Yez Yez Yo - Palimy prawo lyrics
rate meTy, nic nie gadaj, jak masz gadac kulawo, a jak chcesz podbic to z konkretna sprawa.
Jedni sadza, drudzy biora, inni dziela sie wladza, a na koncu sa ci co sobie nie radza.
Wbrew pozorom to wlasnie nimi gardza, ty, chcesz tam byc? co? bo ja nie bardzo.
Cale gowno wyplywa na wierzch, czujesz? powietrza nabierz, a wiesz czemu? wiesz?
Trenuj, zeby nie zabraklo tlenu, dzisiaj badz arrrrrrrr, jutro zrozumiesz czemu ey.
Tylko mi nie mow ze ci wszystko jedno, tu gdzie kurwa nie mozesz nawet ciiii.
Co to za zycie powiedz, na pol gwizdka, z zalu patrzec az serce sciska.
Ile mozna stracic, a ile zyskac, a jak dlugo jeszcze o suchych pyskach?

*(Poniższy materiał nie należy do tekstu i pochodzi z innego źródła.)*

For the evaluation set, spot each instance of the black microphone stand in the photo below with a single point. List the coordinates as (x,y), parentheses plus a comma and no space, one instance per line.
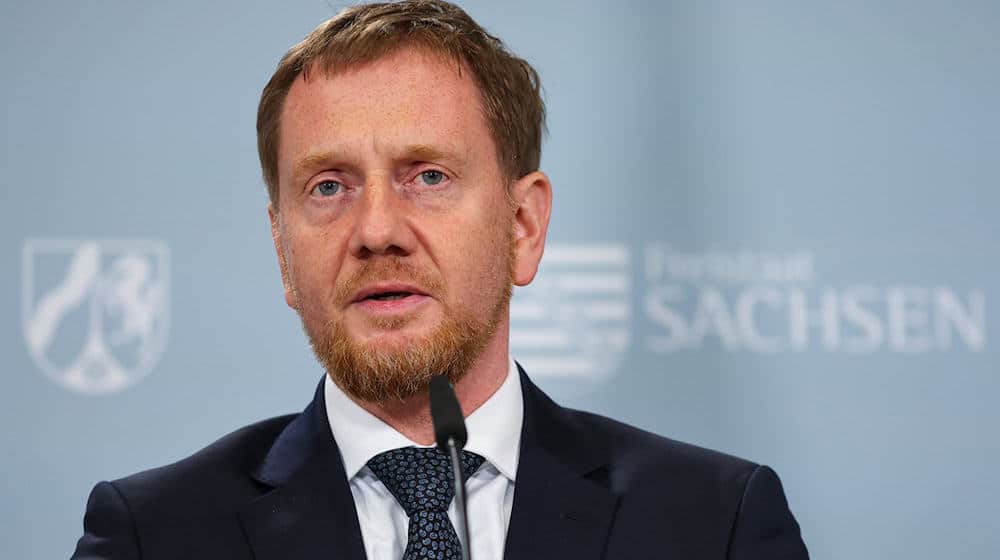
(449,431)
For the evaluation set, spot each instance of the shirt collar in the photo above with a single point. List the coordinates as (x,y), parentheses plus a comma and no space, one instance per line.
(494,428)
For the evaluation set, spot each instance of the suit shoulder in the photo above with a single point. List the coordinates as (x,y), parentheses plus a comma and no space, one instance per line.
(629,446)
(219,469)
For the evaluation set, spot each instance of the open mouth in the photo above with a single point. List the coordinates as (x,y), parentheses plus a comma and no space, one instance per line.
(388,296)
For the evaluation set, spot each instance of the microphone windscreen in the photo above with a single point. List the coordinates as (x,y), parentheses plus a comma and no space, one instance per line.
(446,414)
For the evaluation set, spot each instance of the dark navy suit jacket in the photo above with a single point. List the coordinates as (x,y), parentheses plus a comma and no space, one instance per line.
(587,488)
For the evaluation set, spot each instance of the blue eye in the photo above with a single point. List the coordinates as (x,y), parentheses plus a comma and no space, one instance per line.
(327,188)
(432,177)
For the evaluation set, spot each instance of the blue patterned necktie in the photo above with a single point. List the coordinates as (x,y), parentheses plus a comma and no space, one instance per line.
(421,481)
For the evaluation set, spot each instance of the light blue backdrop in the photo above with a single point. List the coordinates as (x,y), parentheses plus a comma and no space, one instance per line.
(782,215)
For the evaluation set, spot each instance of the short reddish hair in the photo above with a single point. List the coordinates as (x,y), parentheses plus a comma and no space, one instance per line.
(509,86)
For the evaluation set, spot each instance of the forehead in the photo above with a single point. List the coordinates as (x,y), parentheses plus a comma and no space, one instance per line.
(411,96)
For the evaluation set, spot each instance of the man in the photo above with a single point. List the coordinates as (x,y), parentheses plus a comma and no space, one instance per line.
(400,144)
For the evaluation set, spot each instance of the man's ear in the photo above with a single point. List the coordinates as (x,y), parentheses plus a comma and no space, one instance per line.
(286,281)
(532,198)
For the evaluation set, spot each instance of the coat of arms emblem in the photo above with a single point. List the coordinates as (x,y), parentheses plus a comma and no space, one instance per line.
(95,312)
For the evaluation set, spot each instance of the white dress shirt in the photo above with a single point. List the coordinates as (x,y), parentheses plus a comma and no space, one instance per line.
(494,432)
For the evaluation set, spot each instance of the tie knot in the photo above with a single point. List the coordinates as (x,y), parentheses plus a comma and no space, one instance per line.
(420,477)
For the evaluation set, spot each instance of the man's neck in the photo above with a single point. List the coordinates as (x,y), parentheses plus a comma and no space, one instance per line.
(411,417)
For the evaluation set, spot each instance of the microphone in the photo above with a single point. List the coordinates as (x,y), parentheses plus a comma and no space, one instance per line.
(450,434)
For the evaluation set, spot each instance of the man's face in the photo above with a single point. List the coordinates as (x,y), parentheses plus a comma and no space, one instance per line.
(396,236)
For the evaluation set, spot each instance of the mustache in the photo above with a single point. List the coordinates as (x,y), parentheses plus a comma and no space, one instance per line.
(388,269)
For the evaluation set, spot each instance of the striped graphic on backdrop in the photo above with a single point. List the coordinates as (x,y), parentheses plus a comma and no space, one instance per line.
(573,321)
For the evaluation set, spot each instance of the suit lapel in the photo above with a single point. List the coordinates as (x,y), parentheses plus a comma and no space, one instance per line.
(561,509)
(308,511)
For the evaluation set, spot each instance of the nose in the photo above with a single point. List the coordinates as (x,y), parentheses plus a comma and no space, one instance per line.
(381,226)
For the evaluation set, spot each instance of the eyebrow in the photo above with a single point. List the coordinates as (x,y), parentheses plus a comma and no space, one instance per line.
(422,152)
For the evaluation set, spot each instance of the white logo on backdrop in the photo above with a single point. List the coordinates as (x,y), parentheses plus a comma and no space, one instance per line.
(573,321)
(95,312)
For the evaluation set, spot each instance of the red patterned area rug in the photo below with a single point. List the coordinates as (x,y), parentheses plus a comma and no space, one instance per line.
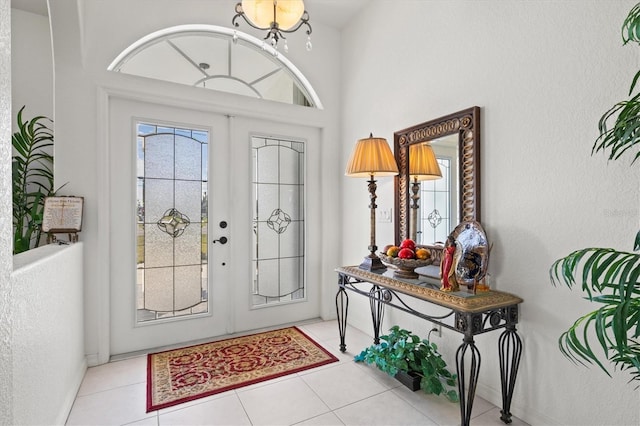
(185,374)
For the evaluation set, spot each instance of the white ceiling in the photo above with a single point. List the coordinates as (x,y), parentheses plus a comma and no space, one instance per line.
(333,13)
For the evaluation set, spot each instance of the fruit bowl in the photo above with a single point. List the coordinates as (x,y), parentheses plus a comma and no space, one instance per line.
(404,267)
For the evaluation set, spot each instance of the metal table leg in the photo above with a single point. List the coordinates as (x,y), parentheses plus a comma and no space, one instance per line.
(466,401)
(510,350)
(377,311)
(342,308)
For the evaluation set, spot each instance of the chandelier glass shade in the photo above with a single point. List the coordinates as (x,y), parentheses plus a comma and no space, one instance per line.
(274,16)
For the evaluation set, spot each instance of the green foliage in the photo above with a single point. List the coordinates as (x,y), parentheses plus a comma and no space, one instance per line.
(608,277)
(401,350)
(619,127)
(611,279)
(32,175)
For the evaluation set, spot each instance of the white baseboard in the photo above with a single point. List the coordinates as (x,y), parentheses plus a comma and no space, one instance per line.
(72,392)
(524,413)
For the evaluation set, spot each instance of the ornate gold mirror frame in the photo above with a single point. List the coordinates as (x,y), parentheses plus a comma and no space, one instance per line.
(466,124)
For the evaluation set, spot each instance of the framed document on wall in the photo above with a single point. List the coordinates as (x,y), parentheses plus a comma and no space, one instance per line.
(62,214)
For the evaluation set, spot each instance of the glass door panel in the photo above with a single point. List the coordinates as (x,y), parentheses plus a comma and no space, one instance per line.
(172,278)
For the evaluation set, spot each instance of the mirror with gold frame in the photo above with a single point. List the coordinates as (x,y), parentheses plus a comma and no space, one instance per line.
(455,139)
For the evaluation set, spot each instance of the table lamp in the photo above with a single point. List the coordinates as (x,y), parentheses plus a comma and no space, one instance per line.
(372,157)
(423,165)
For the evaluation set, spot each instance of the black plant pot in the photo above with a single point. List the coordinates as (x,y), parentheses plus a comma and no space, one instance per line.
(410,379)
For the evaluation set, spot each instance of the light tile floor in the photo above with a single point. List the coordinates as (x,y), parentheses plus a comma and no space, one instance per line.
(341,393)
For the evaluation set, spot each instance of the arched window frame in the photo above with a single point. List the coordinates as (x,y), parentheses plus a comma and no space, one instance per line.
(259,46)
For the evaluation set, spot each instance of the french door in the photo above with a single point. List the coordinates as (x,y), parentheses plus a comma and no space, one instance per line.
(210,222)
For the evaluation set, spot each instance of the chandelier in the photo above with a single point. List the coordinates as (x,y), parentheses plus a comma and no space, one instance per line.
(275,16)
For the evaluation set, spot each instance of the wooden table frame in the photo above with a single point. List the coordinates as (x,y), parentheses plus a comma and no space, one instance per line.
(467,314)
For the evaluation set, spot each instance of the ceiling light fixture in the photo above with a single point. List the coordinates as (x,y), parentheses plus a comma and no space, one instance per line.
(275,16)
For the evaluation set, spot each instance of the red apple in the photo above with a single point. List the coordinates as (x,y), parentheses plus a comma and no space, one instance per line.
(406,253)
(408,243)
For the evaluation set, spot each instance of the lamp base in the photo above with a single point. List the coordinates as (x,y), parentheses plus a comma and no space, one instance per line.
(372,263)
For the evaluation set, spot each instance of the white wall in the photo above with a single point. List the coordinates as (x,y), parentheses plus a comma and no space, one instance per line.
(6,262)
(543,73)
(31,65)
(48,344)
(84,45)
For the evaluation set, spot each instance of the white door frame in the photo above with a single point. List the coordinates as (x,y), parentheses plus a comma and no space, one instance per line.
(221,103)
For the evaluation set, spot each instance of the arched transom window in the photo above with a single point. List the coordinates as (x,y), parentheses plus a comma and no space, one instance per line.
(218,58)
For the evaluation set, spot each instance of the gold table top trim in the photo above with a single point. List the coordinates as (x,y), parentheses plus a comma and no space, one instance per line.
(480,302)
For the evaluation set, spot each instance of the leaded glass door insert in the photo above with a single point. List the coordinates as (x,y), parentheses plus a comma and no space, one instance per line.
(172,209)
(278,222)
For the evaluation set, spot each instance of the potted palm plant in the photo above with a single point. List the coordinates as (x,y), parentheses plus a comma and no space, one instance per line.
(401,351)
(610,278)
(32,176)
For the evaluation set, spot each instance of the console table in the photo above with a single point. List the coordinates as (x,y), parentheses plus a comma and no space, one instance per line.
(465,313)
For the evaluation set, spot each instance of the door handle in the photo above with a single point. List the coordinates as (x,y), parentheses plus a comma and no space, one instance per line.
(221,240)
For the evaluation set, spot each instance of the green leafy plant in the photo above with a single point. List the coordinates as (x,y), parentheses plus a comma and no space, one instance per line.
(32,174)
(401,350)
(609,277)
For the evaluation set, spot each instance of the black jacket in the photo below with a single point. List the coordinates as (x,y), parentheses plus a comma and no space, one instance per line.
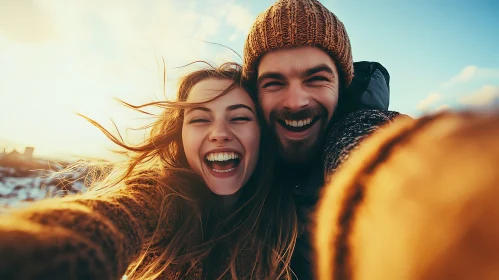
(362,110)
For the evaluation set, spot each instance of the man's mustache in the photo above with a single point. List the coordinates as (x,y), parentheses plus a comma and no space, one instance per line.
(286,114)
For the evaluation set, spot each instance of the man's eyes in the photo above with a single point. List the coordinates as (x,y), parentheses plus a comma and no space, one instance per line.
(279,83)
(240,119)
(318,79)
(272,83)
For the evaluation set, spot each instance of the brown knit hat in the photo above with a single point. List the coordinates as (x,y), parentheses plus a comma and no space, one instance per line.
(294,23)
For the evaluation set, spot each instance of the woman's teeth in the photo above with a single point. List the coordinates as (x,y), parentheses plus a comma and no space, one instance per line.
(221,156)
(299,123)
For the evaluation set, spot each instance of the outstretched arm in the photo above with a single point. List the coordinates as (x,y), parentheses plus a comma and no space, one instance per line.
(78,237)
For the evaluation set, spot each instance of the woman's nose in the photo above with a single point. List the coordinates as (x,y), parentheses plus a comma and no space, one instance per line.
(220,133)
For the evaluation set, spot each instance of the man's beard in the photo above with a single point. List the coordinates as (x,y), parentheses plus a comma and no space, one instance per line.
(299,152)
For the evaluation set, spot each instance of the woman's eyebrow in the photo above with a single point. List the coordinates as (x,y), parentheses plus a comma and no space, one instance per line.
(238,106)
(190,110)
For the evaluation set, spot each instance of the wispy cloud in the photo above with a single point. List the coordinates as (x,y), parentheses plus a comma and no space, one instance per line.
(25,21)
(484,97)
(59,57)
(425,104)
(240,17)
(469,73)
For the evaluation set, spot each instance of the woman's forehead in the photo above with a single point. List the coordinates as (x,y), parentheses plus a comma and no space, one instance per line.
(210,89)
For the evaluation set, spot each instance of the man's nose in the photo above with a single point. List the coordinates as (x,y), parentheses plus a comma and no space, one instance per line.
(296,98)
(220,132)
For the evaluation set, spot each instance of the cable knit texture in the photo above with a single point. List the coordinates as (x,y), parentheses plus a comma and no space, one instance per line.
(83,238)
(294,23)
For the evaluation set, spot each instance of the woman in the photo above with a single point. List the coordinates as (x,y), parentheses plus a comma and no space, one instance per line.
(194,201)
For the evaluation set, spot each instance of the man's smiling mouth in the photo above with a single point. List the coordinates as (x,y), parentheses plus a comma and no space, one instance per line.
(298,125)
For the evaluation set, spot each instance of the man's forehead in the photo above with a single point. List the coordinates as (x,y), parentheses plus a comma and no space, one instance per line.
(293,61)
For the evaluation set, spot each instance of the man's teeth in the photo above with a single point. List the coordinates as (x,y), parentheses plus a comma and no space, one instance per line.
(221,156)
(299,123)
(223,171)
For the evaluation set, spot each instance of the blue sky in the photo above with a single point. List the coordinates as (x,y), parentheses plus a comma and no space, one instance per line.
(58,58)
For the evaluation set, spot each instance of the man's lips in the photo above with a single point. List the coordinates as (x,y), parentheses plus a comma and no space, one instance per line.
(298,125)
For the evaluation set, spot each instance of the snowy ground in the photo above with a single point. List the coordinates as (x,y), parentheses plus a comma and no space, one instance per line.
(16,190)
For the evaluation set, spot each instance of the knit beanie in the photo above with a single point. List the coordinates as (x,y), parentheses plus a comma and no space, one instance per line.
(295,23)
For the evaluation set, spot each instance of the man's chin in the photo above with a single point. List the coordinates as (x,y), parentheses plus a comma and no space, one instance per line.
(298,155)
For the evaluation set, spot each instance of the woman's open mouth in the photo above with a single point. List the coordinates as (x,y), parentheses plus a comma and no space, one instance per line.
(222,162)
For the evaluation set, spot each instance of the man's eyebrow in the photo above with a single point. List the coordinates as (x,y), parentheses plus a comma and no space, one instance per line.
(190,110)
(238,106)
(317,69)
(270,75)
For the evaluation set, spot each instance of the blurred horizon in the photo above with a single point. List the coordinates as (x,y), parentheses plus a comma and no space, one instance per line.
(59,58)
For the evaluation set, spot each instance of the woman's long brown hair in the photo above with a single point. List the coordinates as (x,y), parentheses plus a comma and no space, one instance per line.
(191,230)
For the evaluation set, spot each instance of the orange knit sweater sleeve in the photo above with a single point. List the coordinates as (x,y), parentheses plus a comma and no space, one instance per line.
(78,237)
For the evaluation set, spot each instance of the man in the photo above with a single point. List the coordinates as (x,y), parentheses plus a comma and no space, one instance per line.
(298,55)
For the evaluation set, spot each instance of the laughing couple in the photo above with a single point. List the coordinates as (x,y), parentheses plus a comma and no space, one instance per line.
(226,184)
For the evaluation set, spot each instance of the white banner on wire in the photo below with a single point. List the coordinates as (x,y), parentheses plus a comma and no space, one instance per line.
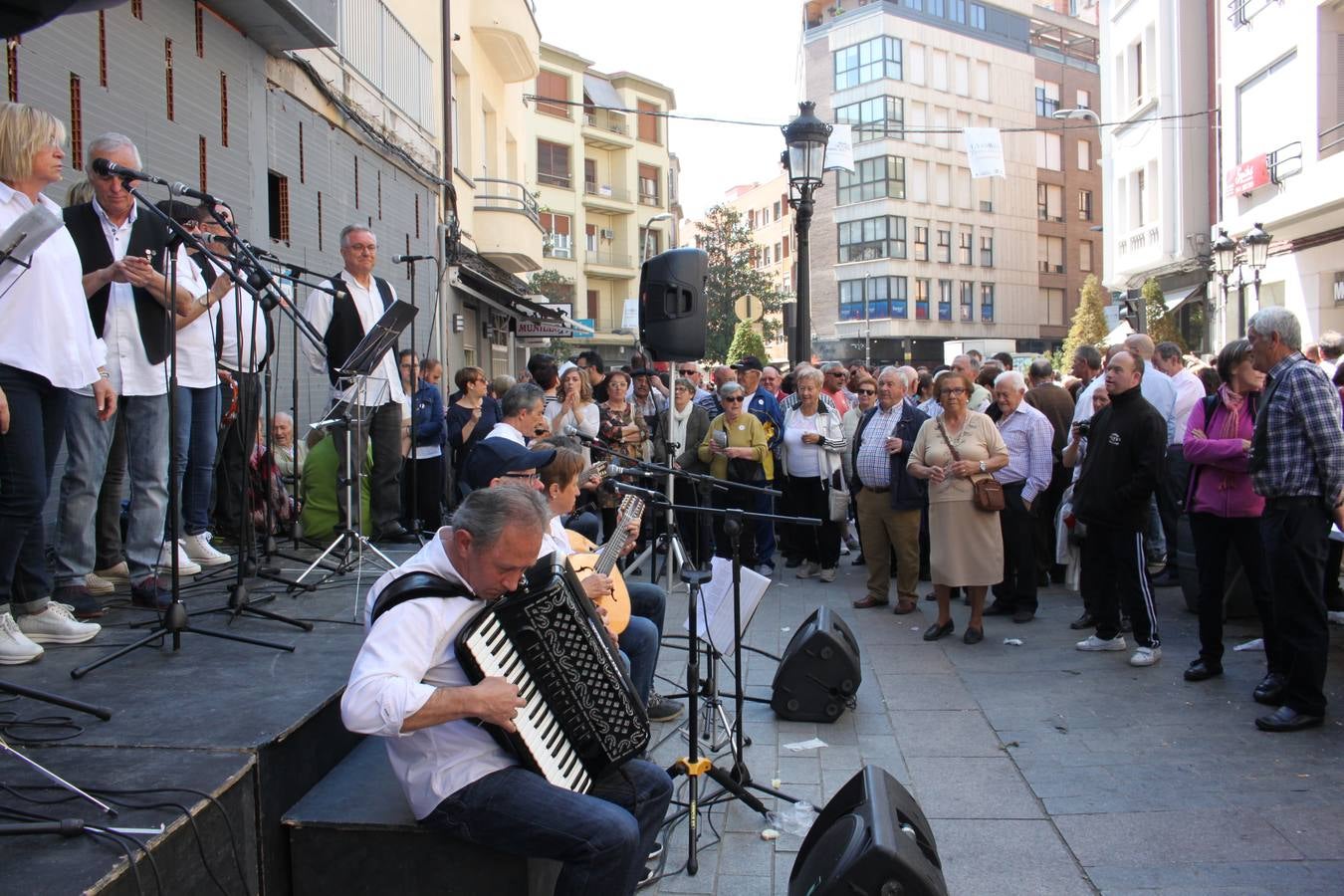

Mamy trzymac dystans od wystaw od tych spraw, ma sie blyskac, ma byc whyskacz.
Przyjzyj sie tym zawodnikom, oni podjeli to ryzyko, bo nie ma nic za freeko.
Ty tez chcesz miec tlusto? chcesz miec syto? to spojrz w lustro i zabij litosc.
Sprawdz to ONAR WWA aha 3Y
Ey pierdole prawo bo jestem nikim w jego swietle.
Musze placic podatki, nie obchodzi ich czy zdechne.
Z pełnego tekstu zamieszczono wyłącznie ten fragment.